A really good football team would have found a way to complete an improbable, come-from-behind upset of the defending NFC champion Atlanta Falcons when it had first-and-goal at the five-yard line.

The Bears aren't that team.

They trailed 23-17 with 21 seconds remaining, and the sun-drenched home crowd was ecstatic, sensing an unforgettable finish. But quarterback Mike Glennon threw 3 straight incomplete passes and was sacked on fourth down, letting the air out of 61,857 attending the season opener at Soldier Field.

"What I told the team in the locker room is, 'That is a really good football team we played today,'" Bears coach John Fox said. "I think, right now, we're a pretty good football team."

Key words? "Pretty" and "good."

A really good team would have had more than 22 passing yards through the first three quarters, and its wide receivers would have had more than 2 catches.

"It was a tough way to lose," said Glennon, who completed 26 of 40 passes for 213 yards, 1 TD and no interceptions for an 86.8 passer rating. "We ran the ball well and threw the ball well in the fourth quarter, but it's definitely a tough one to swallow to not finish that drive at the end."

A really good team would not have allowed Falcons tight end Austin Hooper to catch 2 passes for 128 yards in the fourth quarter, including an 88-yard TD.

The Bears were trailing just 13-10 and had the Falcons backed up to their own 12-yard line facing third-and-3. Pre-snap, the Bears' defense appeared discombobulated, and Hooper found himself at midfield with no Bears defender within 10 yards of him. He had time to wait for the ball and then stiff-armed late-arriving Bears safety Quintin Demps into the turf before running the final 30 yards for the score.

"I played bad football," Demps said. "I have to be in the middle of the field."

The Bears held the Falcons to 23 points and 372 total yards, both below last year's averaged of 33.8 points and 416 yards.

"It showed we can be a really, really good defense for three quarters," Demps said. "We have to finish. We have to execute better in the fourth quarter."

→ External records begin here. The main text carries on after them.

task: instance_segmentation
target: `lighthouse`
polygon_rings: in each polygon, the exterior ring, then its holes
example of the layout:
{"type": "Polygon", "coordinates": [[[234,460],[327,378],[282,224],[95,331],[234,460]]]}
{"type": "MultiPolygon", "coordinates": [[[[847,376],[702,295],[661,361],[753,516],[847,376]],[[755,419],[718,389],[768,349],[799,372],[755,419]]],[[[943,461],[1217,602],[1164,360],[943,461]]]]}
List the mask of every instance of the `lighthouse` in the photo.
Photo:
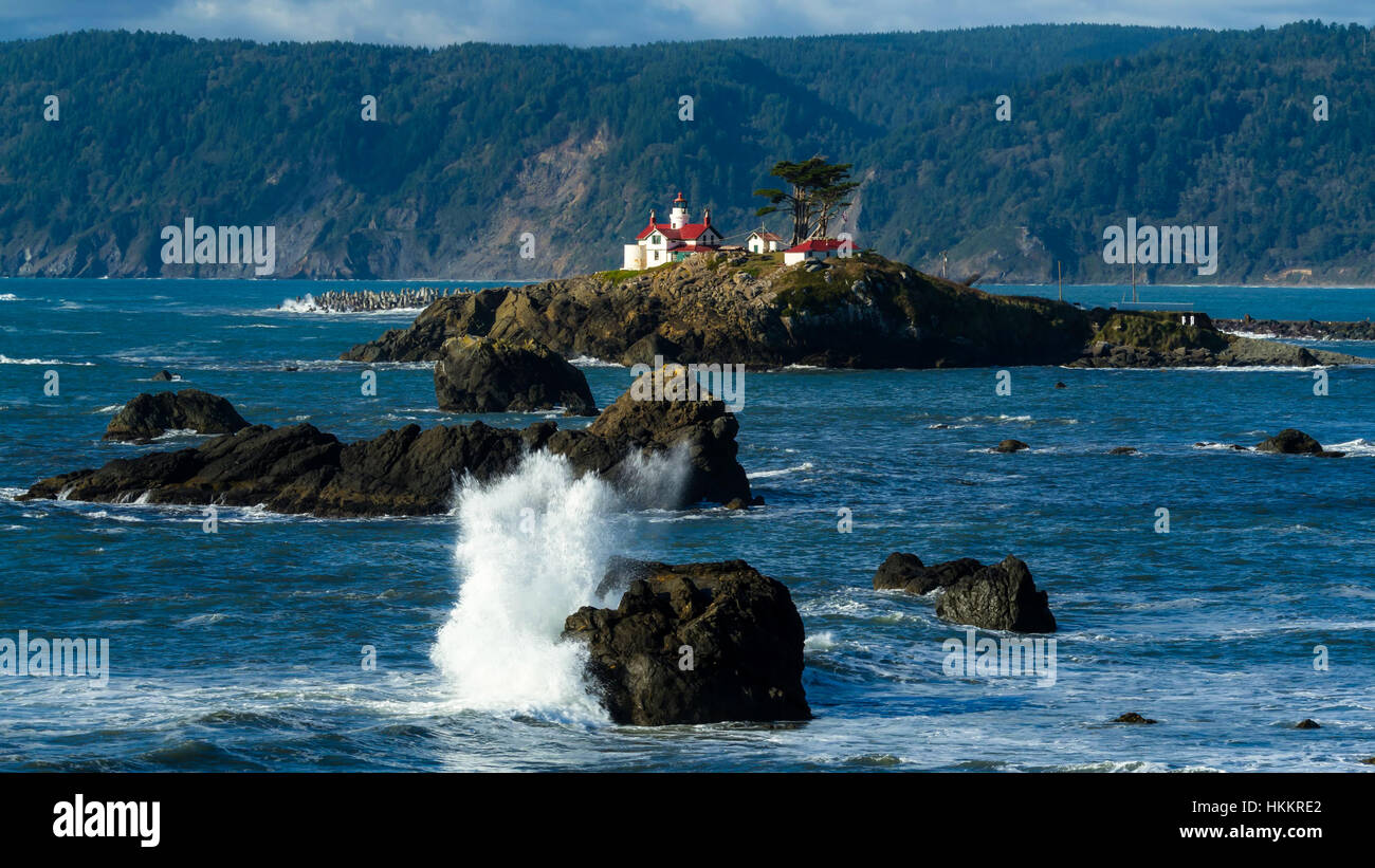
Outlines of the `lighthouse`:
{"type": "Polygon", "coordinates": [[[679,192],[668,212],[668,222],[657,222],[649,212],[649,225],[639,231],[634,244],[626,244],[626,268],[641,271],[666,262],[681,262],[698,253],[719,250],[725,236],[711,225],[711,209],[701,222],[689,222],[688,199],[679,192]]]}
{"type": "Polygon", "coordinates": [[[681,229],[688,225],[688,199],[683,199],[683,194],[679,192],[678,198],[674,199],[674,209],[668,212],[668,228],[681,229]]]}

On the Falcons' long TD, Fox said: "I think we had miscommunication on the call. The particular call we played was not the call that we called. But I'm not going to throw people under the bus, obviously. We didn't execute very well."

A really good team would have been on the same page - or at least called a timeout when in disarray.

"We didn't really think we were in disarray," Fox said. "We didn't realize we were in disarray until (Hooper) caught the ball."

The Bears' offense moved the ball impressively in the fourth quarter, once it opened up the playbook, or, once the Falcons started playing soft, prevent defense, depending on your viewpoint. The Bears produced 154 fourth-quarter yards, more than half of their total of 301.

Tight end Zach Miller, whose back-to-back 12- and 11-yard catches got the Bears to the Falcons' five-yard line in the closing seconds, said the offense was confident throughout.

"It was just there, and it was steady the entire game," Miller said. "We knew when it was 23-17, the belief was, 'We're gonna score, and we're gonna win this thing 24-23. I was sitting on the sidelines talking about it. It was there. Just didn't play out the way we needed it to."

It would have for a really good team.